At least 200 positions at Yelm Community Schools will be cut, and more reductions in force are set to come next week as the school board unanimously approved its reduced education plan on Thursday, May 9.

Superintendent Chris Woods described the new period as the toughest thing the district would ever have to endure. This began with an RIF of classified staff and teachers. The reductions were a result of the district’s attempts to cut $15 million in order to balance its budget for the 2024-25 school year after its educational programs and operations (EP&O) levy failed on both attempts.

“There’s no way we can get to $15 million without reducing positions in our district,” Woods said during the meeting. “When 85% of our budget is people, there’s no way we can get to $15 million with 15% of our budget.”

Notices were sent to both classified staff and teachers to inform them of their change in employment last week. While not every position can be replaced immediately, Woods said the district’s goal is to bring back as many employees as possible, perhaps in a different role where their qualifications fit.

Hundreds of teachers, educators, parents and community members attended the meeting with signs that read, “Keep cuts out of the classroom.” Yelm Education Association co-Presidents Kathryn Cullum and Tasha Johnson echoed this call to action when they spoke in front of the board and their peers.

“What we’re asking for is that you maintain an environment that is conducive to learning,” Cullum said. “The only way that we make any progress is through support in the buildings, through restorative specialists, social workers, counselors, assistant principals, community outreach, psychologists and so on.”

Johnson added that the district is already understaffed, citing YCS and Office of Superintendent of Public Instruction (OSPI) research that reported that the district hires 21 fewer teachers than the state funds.

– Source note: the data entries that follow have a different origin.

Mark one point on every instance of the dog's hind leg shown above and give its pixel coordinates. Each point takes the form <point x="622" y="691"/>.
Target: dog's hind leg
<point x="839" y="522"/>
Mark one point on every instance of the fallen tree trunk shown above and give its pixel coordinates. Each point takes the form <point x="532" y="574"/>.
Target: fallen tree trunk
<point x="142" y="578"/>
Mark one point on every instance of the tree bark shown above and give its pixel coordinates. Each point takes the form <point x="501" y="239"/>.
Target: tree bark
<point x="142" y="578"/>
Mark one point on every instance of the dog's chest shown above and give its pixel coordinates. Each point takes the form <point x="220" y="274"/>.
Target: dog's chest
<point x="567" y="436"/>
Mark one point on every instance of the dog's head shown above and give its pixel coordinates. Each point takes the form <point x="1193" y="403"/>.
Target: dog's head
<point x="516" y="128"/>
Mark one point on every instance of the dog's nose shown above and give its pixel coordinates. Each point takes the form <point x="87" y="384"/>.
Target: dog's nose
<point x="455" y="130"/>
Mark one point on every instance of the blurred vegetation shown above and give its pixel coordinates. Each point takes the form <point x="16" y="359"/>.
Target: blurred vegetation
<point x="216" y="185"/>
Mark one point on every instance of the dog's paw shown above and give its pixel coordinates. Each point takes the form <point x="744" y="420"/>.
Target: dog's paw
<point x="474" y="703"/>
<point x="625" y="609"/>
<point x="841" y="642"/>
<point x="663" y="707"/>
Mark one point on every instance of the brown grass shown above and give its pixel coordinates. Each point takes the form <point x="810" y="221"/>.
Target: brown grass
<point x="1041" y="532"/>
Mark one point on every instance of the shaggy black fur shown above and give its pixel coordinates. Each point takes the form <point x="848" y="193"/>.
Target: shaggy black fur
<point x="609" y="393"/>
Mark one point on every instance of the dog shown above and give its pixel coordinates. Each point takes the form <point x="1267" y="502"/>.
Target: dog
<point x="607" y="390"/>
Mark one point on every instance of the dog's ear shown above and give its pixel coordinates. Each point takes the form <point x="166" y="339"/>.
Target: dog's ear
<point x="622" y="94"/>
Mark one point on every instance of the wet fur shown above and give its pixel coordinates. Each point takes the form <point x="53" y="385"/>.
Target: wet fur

“How can we possibly justify cutting into school-based positions given that we’re already understaffed? Why are we not looking at the central office? If you look around at these people right now, there are livelihoods, people’s jobs, mortgages, people have had babies, and they’re asking themselves if they are going to be able to provide for their family next year,” Johnson said.

According to Citizens for Support of Yelm Schools, the reductions have impacted art, music, technology, library services, band and numerous electives, as well as English, science and math teachers. Staff who had served YCS for over a decade also received notices last week, which was Teacher Appreciation Week in the United States.

The list of affected positions was not made public by the district, nor were future reductions potentially impacting administrators, coaches or extracurricular programs. Woods said the decision to somehow choose what is least important is necessary and that he hopes community members “stop tearing others down on social media so we can figure this out.”

The Prairie Elementary Parent Teacher Organization’s Facebook page posted on Friday, May 10, that 14 of its teachers and paraprofessionals were given their notice that “they would no longer have a job in our district next year.” Shortly after receiving their notices, Prairie staff put on an assembly for its students “while tears were still in their eyes,” the post said.

YCS will host a community forum at 6 p.m., Thursday, May 16, at Yelm Middle School to provide feedback from its reduced education plan priorities survey, which had gathered about 1,200 responses as of Thursday, May 9.

Citizens for Support of Yelm Schools introduced two new initiatives — Parents of Yelm and Alumni of Yelm — on Monday, May 13, to accept donations ahead of the upcoming school year. The initiatives aim to support the district through sponsorships from local businesses and donations from community members. To learn more, visit

The district’s next school board meeting will be at 6 p.m., Thursday, May 23, at the district office.